Question

Rearrange the formula to make $w$ the subject $5w - 3y + 7 = 0$

Answer 1

Hint: We will first understand what does the question means by making the subject, then we will just rearrange the terms by keeping $w$ on the LHS and the rest of all the terms on RHS to get the required answer.

Complete step by step answer:
We are given that we need to make $w$ as the subject of our equation.
Making something a subject of anything basically refers to making the equation such that, we find the values of w whenever we put in any values of $y$. So, in simpler words, we need to find the function w in terms of $y$.
So, for doing that, we just need to rearrange the terms by keeping w on the LHS and rest everything on RHS.
First of all, we will take the $7$ from addition in LHS to subtraction in RHS, then we will get:-
$ \Rightarrow 5w - 3y = 0 - 7$
Simplifying the RHS to obtain the following expression:-
$ \Rightarrow 5w - 3y = - 7$
Now, we will take the 3y from subtraction in LHS to addition in RHS to get the following expression
$ \Rightarrow 5w = 3y - 7$
Now, we will take the 7 from multiplication in LHS to division in RHS, we will get
$ \Rightarrow w = \dfrac{{3y - 7}}{5}$.
Hence, we have thus rearranged the equation to make $w$ as a subject of it.

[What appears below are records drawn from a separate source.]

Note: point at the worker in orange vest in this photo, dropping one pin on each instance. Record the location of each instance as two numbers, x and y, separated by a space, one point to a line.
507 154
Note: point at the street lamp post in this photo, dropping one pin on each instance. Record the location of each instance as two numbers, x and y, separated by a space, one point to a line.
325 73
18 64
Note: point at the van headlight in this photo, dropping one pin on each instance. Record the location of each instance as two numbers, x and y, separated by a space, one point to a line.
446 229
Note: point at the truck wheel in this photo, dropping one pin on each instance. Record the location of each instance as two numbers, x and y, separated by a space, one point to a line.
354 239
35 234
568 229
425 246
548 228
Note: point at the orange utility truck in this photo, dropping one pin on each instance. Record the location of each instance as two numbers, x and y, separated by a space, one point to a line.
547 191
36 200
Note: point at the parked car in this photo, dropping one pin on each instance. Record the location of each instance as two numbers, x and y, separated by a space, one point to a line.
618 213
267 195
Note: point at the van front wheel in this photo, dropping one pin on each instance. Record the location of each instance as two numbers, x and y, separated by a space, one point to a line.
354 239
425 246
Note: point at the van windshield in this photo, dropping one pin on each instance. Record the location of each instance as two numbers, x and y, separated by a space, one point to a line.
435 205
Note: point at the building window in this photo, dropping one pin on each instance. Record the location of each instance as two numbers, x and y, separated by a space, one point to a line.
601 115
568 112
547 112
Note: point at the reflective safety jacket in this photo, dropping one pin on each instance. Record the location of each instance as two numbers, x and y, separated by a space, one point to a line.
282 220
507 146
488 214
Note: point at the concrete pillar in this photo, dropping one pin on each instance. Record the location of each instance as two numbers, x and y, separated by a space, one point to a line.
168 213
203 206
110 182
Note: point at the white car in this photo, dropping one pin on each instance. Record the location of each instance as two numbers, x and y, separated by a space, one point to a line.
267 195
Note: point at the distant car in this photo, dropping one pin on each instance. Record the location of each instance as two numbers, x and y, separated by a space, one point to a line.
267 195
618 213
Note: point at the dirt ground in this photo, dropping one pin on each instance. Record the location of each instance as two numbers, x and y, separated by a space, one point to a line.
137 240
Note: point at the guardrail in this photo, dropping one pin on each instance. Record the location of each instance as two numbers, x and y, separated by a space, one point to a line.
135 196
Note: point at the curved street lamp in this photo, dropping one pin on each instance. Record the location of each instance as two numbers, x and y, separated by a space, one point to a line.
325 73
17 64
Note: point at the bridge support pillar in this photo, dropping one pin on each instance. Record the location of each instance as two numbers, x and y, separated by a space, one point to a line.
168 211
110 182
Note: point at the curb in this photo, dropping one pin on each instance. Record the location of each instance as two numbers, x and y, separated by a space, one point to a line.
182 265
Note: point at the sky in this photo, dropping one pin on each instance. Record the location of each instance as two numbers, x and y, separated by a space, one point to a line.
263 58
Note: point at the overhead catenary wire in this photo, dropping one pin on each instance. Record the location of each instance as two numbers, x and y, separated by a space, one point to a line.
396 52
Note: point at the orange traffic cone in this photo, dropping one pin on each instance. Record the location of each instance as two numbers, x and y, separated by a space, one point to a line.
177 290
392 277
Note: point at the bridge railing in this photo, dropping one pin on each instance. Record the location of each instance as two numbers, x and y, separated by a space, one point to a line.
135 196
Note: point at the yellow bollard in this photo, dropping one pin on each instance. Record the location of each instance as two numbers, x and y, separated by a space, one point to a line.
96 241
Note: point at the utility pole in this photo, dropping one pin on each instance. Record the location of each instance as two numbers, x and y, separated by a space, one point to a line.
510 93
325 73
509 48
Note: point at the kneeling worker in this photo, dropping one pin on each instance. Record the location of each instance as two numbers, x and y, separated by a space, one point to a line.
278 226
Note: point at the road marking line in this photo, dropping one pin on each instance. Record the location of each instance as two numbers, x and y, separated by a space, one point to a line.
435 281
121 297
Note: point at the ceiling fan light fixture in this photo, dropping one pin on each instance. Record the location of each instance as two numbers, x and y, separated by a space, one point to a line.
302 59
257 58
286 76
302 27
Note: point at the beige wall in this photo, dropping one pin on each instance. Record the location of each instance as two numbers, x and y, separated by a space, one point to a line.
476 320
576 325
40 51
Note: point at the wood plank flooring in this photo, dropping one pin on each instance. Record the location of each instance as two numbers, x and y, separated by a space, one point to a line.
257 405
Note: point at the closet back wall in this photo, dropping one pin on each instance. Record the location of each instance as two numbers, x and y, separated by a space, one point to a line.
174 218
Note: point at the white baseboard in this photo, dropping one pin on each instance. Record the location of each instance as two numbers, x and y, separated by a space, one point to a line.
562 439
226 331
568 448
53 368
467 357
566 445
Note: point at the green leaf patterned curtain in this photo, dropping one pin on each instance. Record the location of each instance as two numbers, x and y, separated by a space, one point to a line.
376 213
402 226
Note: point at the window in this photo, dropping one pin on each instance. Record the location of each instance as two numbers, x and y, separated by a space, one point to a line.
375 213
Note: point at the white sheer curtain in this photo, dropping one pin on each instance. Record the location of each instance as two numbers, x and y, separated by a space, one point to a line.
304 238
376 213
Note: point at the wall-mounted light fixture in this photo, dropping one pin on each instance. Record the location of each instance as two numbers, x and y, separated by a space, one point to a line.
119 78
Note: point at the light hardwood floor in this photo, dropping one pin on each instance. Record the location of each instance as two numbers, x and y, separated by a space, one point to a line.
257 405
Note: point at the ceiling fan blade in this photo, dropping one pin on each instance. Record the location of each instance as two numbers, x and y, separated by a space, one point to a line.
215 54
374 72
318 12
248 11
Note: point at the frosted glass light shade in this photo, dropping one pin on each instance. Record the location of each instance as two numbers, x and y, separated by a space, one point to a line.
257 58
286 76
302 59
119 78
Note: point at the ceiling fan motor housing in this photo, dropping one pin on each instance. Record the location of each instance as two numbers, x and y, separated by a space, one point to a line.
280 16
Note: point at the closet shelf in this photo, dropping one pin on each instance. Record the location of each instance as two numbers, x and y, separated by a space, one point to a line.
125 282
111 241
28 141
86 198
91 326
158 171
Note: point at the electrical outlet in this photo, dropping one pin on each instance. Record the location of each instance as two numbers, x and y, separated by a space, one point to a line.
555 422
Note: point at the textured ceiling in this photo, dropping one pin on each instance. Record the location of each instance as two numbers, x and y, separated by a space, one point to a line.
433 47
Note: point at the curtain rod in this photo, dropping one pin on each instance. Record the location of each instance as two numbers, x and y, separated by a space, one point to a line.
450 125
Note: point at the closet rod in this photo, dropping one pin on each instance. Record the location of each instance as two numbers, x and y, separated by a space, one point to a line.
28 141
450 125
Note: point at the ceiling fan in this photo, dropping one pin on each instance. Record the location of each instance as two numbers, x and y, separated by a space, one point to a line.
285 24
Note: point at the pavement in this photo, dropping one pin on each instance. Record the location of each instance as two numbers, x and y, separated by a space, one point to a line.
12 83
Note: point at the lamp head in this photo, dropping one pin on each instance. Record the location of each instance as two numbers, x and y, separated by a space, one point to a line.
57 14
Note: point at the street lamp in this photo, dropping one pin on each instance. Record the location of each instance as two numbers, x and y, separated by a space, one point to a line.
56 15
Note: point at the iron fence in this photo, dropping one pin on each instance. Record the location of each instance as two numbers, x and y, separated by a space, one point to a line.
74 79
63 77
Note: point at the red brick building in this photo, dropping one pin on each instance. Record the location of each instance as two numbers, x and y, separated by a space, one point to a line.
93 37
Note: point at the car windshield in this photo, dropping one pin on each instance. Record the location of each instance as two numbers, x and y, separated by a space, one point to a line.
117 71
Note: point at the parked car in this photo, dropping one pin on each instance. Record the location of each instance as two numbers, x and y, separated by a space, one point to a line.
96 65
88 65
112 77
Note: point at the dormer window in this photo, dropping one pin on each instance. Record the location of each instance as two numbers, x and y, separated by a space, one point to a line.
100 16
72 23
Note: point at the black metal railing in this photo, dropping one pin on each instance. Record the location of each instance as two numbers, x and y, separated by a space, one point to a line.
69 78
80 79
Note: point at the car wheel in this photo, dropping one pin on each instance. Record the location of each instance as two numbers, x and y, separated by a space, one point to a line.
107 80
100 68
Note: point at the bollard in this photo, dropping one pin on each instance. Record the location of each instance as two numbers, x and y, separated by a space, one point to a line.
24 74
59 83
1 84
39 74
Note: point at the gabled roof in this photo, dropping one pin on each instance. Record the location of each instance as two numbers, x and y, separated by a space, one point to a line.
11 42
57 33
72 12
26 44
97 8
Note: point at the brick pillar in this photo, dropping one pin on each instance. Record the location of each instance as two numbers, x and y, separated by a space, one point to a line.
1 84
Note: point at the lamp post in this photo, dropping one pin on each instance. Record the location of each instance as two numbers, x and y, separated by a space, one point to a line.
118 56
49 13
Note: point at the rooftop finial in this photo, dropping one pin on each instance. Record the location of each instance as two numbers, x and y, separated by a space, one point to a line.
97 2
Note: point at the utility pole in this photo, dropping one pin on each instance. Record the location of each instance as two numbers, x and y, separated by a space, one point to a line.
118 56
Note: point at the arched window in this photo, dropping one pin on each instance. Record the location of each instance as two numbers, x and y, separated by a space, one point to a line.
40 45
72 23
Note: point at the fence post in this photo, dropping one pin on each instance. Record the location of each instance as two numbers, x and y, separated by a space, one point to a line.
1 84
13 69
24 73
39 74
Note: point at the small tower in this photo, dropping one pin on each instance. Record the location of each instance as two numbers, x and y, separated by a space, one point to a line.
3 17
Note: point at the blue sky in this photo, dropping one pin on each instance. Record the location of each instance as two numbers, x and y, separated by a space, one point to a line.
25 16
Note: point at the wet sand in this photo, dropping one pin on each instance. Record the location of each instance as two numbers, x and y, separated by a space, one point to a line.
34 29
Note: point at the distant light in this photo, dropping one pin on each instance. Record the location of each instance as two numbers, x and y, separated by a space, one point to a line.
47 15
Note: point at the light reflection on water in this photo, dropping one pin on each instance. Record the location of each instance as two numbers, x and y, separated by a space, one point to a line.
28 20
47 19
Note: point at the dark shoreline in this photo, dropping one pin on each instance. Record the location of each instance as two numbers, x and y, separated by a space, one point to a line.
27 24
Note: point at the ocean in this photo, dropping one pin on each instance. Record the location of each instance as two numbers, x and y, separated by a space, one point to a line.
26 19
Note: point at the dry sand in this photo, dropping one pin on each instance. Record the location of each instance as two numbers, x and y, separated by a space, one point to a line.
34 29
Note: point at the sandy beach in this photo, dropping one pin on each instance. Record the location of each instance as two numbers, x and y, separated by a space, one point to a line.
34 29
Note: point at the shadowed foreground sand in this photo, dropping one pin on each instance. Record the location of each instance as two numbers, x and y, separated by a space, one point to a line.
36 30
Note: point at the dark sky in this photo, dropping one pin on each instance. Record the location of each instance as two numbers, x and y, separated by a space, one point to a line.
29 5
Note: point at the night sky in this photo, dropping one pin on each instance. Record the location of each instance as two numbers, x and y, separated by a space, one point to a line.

Hence, the required answer is $w = \dfrac{{3y - 7}}{5}$.

Note:
The students must note that this is the equation of a line which we are dealing with. If you have any equation with two variables with a degree being 1, you will always get a line.
We can $5w - 3y + 7 = 0$ as a linear equation in w and y. If we compare $w = \dfrac{{3y - 7}}{5}$ to $w = my + b$, where m is the slope of the line and b is the intercept. Then we will get the slope as $\dfrac{3}{5}$ and the intercept as $ - \dfrac{7}{5}$. We see that making a subject is helpful when we require to find the values of that particular variable. Like here, we can put in given values of $y$ to get the values of w.